You require details, of course, and I will provide them. The details, though, are dry, and there is nothing dry about this tiny toy, this provider of worlds.
Nothing dry at all.
I spent several hours yesterday and today investigating the 3DS, thinking about what it was and what it meant. Eli 9.7, on the other hand, began playing immediately. "Dad, this is AWESOME," he said, taking a run through a Pilotwings course. It was new for him, but not amazingly so, as he is an adept consumer of the electronic world, and has no knowledge of any age before Wonder.
He rates it highly, this new future. He spent an hour making various Miis, noting that the ability to take a real picture and have it translated into a Mii was "wicked", but was disappointed that the machine was unable to recognize our cats' faces and turn them into Miis as well.

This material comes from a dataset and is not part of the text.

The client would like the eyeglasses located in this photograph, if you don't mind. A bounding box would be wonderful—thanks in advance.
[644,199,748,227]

It seems that at 9.7, the single question he asks is, "How can I use this as a toy?"
A savvy question, one that is not asked nearly often enough as we grow older.

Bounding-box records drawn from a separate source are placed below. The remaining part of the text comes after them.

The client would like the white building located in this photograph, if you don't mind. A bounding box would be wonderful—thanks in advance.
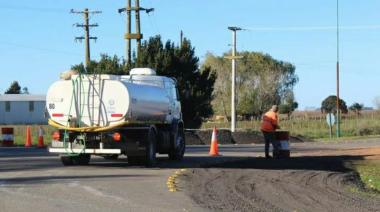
[0,94,47,125]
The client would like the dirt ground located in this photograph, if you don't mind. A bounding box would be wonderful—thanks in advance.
[182,148,380,211]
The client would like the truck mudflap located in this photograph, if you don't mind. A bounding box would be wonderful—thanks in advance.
[49,141,122,154]
[49,147,121,155]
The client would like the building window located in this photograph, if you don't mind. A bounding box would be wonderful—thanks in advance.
[5,101,11,112]
[29,101,34,112]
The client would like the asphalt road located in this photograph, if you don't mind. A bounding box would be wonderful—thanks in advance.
[0,140,380,211]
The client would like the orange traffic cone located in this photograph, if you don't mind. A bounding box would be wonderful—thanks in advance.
[209,127,219,156]
[37,127,45,148]
[25,126,32,147]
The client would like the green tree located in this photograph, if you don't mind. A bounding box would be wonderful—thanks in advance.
[5,81,21,94]
[203,51,298,117]
[22,87,30,94]
[278,90,298,118]
[321,95,348,113]
[349,102,364,116]
[134,36,215,127]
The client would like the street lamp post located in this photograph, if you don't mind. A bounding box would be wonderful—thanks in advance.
[227,27,242,132]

As for myself, I still ask that question, and far more frequently because of him. Still, though, I note the details as I go. The elegant build quality, the snug feeling of the unit in my hands, the marked improvement in the built-in speakers, the smoothness of the analog stick. It's all so complete, this toy.
It is unquestionably true that the launch titles in no way match the wonder of the unit itself. Most of them I consider entirely insubstantial, although certainly that is at least partially due to the exponential growth in my expectations for the machine once I looked inside. However, playing Ghost Recon: Shadow Wars was a tremendous experience, for it let me see what was possible, the ways in which a world could exist deep inside the screen. Maybe no one will remember this game a year from now, but today, it is the future bundled with the future.
I'm nearing a milestone, if birthdays are milestones, because I will be 50 soon. Years from now, though, all I will use that date for is to easily locate the proximity of the launch of this toy, this silly thing, that made me stare in smiling wonder.